Everyone knows the biggest ships in the world -–the longest yacht, the most luxurious cruiser ship and the biggest container ship. On the high seas all is fine, but when these ocean behemoths approach port, they need help. To maneuver into harbour they rely on small, nimble and immensely powerful harbour tugs to tow them around. Two new such tugs are currently under construction at the Cheoy Lee shipyard in southern China and are scheduled to enter service with PSA Marine Peru in the ports of Peru in 2022 and 2023.
It's a fascinating sight as a small harbour tug, about 24 meters long and 11 meters wide, has a 300-meter-long and over 50-meter-high container ship on the end of a line, towing it into port. “The impression is somewhat deceptive,” explains Andreas Müller-Hirlinger, a harbour tug expert at Rolls-Royce Power Systems. The harbour tug isn't towing the ship into port, it's stabilizing it. Even so, the harbour tug – which looks small by comparison but seems huge when you stand beside it – needs loads of power to do its job. And this power is delivered by mtu Series 4000 engines.
Extreme dynamics of the engines impress
These produce a full 2,240 kW in each of the two tugs Robert Allan design currently being built. Aside from pure oomph, a key feature of these engines is their power flexing capability. The high-revving 16-cylinder mtu engines with the type of designation '4000M63L' achieve their full power output in a matter of a few seconds, meaning they can accelerate extremely quickly and respond nimbly to the movements of the vessels they are maneuvering into the port
The new harbour tugs have a bollard pull of 70 metric tons, meaning that the harbour tug has the same power it would take to lift 70 metric tons off the ground.

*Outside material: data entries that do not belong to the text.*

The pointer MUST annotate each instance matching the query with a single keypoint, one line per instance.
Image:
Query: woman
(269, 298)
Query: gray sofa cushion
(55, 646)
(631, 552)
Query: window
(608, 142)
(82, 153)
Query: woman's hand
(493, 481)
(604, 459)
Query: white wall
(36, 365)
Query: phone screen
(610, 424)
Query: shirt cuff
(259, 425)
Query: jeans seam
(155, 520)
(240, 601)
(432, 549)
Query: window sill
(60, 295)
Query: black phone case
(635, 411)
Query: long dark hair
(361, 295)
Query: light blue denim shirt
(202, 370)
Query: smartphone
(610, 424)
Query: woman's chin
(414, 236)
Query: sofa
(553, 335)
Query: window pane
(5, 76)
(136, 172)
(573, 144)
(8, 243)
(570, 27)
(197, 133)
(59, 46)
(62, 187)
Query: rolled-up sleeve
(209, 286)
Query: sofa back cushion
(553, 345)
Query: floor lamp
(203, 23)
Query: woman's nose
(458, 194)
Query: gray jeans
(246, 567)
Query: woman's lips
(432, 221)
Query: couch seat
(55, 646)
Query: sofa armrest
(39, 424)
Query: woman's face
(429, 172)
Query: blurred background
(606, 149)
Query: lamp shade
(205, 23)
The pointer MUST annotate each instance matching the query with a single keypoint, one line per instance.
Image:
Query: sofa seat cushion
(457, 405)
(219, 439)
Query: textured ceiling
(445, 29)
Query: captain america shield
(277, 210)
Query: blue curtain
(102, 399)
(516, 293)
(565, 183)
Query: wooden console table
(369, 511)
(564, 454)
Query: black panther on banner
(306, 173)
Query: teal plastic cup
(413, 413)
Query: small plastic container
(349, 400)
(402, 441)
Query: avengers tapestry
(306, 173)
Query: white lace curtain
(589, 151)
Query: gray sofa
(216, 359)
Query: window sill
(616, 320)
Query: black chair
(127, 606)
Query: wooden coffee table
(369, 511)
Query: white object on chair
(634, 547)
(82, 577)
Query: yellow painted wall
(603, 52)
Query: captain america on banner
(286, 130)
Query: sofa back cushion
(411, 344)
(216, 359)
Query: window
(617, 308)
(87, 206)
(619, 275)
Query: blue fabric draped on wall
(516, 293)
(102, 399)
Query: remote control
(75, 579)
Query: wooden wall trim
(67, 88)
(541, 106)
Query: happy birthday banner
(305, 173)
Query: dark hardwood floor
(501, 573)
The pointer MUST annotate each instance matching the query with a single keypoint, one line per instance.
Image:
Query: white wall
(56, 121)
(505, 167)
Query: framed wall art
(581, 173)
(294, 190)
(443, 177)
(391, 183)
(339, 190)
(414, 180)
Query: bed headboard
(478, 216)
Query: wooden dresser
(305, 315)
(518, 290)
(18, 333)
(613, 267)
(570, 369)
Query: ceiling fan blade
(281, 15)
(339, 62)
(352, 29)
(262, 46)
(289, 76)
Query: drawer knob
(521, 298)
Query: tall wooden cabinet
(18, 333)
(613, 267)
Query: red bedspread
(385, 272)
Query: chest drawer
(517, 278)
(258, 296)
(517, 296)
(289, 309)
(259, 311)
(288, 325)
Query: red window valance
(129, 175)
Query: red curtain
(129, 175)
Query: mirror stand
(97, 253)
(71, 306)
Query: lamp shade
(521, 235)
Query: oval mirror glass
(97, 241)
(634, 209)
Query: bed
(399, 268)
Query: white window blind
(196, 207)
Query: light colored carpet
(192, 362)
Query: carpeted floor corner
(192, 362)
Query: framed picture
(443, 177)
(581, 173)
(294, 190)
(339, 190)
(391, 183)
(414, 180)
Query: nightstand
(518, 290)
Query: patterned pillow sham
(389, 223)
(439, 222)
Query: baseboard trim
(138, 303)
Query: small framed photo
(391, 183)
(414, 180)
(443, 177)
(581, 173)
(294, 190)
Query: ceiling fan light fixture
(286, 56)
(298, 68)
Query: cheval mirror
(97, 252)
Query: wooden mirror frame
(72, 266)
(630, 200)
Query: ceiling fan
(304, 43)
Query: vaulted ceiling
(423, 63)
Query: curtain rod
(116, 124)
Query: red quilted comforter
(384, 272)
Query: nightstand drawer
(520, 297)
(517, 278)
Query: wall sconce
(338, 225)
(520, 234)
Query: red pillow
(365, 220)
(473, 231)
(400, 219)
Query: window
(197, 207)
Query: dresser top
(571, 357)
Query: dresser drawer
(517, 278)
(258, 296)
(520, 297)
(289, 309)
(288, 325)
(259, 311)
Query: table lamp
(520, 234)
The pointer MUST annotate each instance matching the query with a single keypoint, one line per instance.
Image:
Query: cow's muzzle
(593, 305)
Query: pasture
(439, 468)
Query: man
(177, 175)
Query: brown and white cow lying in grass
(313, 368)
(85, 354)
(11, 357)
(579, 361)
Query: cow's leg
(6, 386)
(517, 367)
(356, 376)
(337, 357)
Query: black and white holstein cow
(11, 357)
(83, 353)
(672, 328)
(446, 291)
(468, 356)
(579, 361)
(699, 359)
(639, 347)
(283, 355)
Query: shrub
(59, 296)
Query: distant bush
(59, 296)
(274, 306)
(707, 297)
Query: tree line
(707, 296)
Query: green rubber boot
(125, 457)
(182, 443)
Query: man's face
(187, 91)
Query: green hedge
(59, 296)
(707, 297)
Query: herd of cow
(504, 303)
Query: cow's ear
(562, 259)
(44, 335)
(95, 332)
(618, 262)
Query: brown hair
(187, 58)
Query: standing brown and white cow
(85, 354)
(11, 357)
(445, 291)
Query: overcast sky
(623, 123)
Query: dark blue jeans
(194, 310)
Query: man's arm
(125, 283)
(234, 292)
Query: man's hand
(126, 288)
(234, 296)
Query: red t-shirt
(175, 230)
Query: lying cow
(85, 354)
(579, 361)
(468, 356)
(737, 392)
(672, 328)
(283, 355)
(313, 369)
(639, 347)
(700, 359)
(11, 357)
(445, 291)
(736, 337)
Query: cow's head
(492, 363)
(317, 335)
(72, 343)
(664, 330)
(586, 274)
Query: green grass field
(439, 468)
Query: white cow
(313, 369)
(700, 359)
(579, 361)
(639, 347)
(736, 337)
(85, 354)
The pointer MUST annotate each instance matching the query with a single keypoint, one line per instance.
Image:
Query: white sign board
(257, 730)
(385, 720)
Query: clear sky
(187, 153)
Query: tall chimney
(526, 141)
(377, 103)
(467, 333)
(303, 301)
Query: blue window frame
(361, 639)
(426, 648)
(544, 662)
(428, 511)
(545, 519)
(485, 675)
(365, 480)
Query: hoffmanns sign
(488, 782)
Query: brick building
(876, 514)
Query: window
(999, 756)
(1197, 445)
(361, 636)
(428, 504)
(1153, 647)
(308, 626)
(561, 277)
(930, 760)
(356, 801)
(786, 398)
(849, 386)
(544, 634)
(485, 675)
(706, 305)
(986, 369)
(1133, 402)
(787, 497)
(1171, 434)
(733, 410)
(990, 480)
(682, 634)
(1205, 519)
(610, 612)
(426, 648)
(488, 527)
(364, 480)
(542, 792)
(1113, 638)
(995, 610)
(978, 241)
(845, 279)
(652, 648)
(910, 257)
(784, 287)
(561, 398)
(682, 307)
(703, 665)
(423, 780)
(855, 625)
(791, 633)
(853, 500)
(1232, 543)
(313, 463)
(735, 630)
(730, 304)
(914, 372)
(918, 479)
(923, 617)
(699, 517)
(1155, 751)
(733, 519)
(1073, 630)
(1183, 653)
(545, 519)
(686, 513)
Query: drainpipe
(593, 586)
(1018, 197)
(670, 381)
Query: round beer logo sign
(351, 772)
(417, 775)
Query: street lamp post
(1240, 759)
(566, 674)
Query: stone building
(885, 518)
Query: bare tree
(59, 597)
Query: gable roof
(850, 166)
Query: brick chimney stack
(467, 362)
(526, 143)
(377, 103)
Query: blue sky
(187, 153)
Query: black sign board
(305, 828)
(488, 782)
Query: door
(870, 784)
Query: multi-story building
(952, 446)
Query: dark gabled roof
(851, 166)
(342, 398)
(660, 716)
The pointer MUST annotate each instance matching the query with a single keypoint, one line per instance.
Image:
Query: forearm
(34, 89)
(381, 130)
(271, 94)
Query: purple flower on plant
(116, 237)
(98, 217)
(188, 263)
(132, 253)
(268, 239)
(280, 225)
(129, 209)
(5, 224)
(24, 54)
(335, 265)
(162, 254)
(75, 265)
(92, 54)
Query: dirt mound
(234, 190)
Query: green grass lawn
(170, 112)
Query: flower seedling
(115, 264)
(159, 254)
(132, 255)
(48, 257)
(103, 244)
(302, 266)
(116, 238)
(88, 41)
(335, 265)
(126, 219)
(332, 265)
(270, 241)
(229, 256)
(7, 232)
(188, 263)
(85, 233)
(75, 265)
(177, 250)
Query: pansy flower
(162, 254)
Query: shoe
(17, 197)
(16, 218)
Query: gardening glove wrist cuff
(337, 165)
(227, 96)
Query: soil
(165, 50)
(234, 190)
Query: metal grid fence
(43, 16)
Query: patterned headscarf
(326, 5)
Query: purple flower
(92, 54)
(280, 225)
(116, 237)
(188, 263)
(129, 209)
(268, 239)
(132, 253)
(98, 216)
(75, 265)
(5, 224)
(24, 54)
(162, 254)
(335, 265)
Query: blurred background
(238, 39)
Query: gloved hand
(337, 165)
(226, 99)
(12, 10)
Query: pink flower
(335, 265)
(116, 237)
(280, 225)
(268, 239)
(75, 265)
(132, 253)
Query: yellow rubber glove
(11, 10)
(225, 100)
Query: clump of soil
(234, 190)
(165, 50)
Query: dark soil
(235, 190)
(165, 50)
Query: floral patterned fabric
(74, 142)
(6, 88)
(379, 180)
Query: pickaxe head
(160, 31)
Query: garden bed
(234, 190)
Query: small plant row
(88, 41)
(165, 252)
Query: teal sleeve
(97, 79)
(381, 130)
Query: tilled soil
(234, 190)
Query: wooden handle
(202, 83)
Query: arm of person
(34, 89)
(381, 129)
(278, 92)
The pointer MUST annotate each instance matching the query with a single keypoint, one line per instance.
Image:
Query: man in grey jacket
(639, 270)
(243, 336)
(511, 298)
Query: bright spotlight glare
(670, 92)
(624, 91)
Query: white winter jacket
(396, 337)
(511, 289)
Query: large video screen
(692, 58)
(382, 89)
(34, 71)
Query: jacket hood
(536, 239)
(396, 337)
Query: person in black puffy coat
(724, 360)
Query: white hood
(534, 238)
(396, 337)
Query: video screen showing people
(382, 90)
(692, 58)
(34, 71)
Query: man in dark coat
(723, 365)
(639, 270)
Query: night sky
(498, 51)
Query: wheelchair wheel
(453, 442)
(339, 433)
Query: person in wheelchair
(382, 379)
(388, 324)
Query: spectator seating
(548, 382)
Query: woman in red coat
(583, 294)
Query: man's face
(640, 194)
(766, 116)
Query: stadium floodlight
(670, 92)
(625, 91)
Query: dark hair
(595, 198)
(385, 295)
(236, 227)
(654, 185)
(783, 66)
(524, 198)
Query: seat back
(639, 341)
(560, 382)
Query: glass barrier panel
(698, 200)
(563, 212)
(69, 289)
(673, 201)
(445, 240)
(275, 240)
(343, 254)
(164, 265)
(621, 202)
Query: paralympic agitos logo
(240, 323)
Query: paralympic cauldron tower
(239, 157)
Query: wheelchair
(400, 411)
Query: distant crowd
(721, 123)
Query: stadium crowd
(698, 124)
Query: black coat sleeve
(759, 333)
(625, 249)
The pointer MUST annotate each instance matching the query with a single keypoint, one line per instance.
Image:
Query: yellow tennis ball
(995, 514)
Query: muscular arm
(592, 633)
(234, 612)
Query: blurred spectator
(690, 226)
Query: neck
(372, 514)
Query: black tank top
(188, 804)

The mtu engines do this by transmitting their power directly to two Schottel directional propellers below the waterline. One of the two harbour tugs is equipped with Schottel's innovative Sydrive-M system which combines two azimuth thruster propellers – one to port and one to starboard – in such a way that both props can be powered by just one mtu engine, reducing engine operating hours and thus maintenance costs, fuel consumption, CO2 emissions and other pollutants.
Goal: The establishment of a sustainable maritime ecosystem
William Revilla, Project Director at PSA Marine Peru, puts special emphasis on the desire to maximize the sustainability of his harbour tugs. “Sustainability is important to us. We are constantly looking for solutions to operate our vessels as efficiently and sustainably as possible. The partnership with Rolls-Royce Power Systems and its local partner Detroit Power Systems Peru to install mtu engines on our vessels is one of our key efforts towards building a sustainable maritime ecosystem”, Revilla said.
These two new harbour tugs, PSA Tallan and PSA Wayra, will soon be added by 2022 and 2023 to the existing fleet to reach a number of 18 harbour tugs operating in Peru.